At the Pentagon's South Parking Lot the smoke has cleared but not the acrid smell. From where I stand at the very base of the building, the men walking and working on its roof seem small, like miniature toy soldiers. The building is that massive. Cranes pick at its gash like vultures tearing into a wound.

There's no running and shouting anymore. Instead the parking lot that surrounds the Pentagon looks like the site of a convention, or public safety flea market. Tents have been erected. Salvation Army and Red Cross vehicles bearing license plates from Virginia, Maryland, North and South Carolina, Texas, Tennessee and a dozen other states are parked side by side with local ambulances. A mobile McDonald's has been erected, complete with Golden Arches. Enough Gatorade has been stacked on pallets to quench the thirst of the entire armed forces. Volunteers resting on folding chairs find shade and share stories, exchanging business cards.
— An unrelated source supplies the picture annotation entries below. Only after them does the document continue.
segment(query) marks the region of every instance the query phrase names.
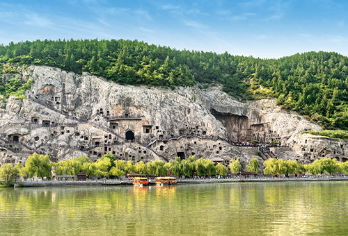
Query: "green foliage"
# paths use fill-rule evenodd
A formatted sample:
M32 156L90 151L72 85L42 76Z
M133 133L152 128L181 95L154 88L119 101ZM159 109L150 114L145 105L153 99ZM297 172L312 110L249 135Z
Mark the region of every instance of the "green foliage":
M11 164L6 163L0 167L0 180L5 186L13 185L19 174L18 168Z
M215 166L216 169L216 174L219 176L226 176L228 174L228 168L223 165L219 163Z
M340 173L348 174L348 162L338 162L338 167Z
M155 160L148 162L146 167L148 174L165 176L168 173L167 170L164 168L164 162L161 160Z
M145 174L147 172L146 165L143 161L140 161L134 165L135 171L140 174Z
M259 161L258 160L258 158L253 158L250 160L249 165L246 167L246 171L249 172L259 173Z
M239 159L230 160L230 169L232 174L237 174L242 171L242 165Z
M260 59L123 40L36 40L0 46L1 73L15 73L15 65L28 65L88 71L121 84L173 87L199 83L205 87L219 83L230 94L274 97L285 108L324 127L348 130L348 58L336 53ZM1 94L8 96L11 87Z
M216 169L214 162L208 159L200 158L195 162L196 174L200 176L215 176Z
M35 153L29 155L25 162L25 171L29 177L51 177L52 163L48 155Z
M343 169L342 169L343 167ZM336 159L323 158L317 159L313 162L306 167L306 170L313 174L323 174L324 173L333 173L346 171L345 164L341 165Z
M294 174L301 170L301 165L296 160L269 158L263 162L266 174Z
M308 130L305 133L328 137L348 140L348 130L325 130L322 131Z
M120 177L125 175L125 171L113 167L109 171L109 174L112 176Z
It is possible to forget that 180 bodies lie trapped beneath the rubble just yards away. But not for long. I came to perform the smallest of chores: hauling 500 pounds of charcoal briquettes from the back of my Jeep to the huge grill constructed by our friends at Tyson Food. The plant manager who supervises 600 employees at their Berlin, Maryland factory brought his team members and an eighteen-wheeler loaded with chicken. They are going through more than 8,000 pounds of chicken a day, feeding as many as 2,500 rescuers and volunteers. Share Our Strength facilitated their participation here, though nothing could have kept them away.

When they run over to express their gratitude for having some role to play, I know just how they feel. Military might alone cannot make a nation strong. It can only protect the strengths already existing within.

The fact that our national leaders will be almost exclusively focused on achieving victory over foreign adversaries makes our work to make a difference here at home not less relevant, but more so.

Beyond managing grief, the toughest challenge for those of us who are not firemen, doctors, or ironworkers has been finding a way to help. Against a catastrophe of this scale, it's almost impossible to do anything that feels significant. So the small things count. I stack the briquettes with extra care.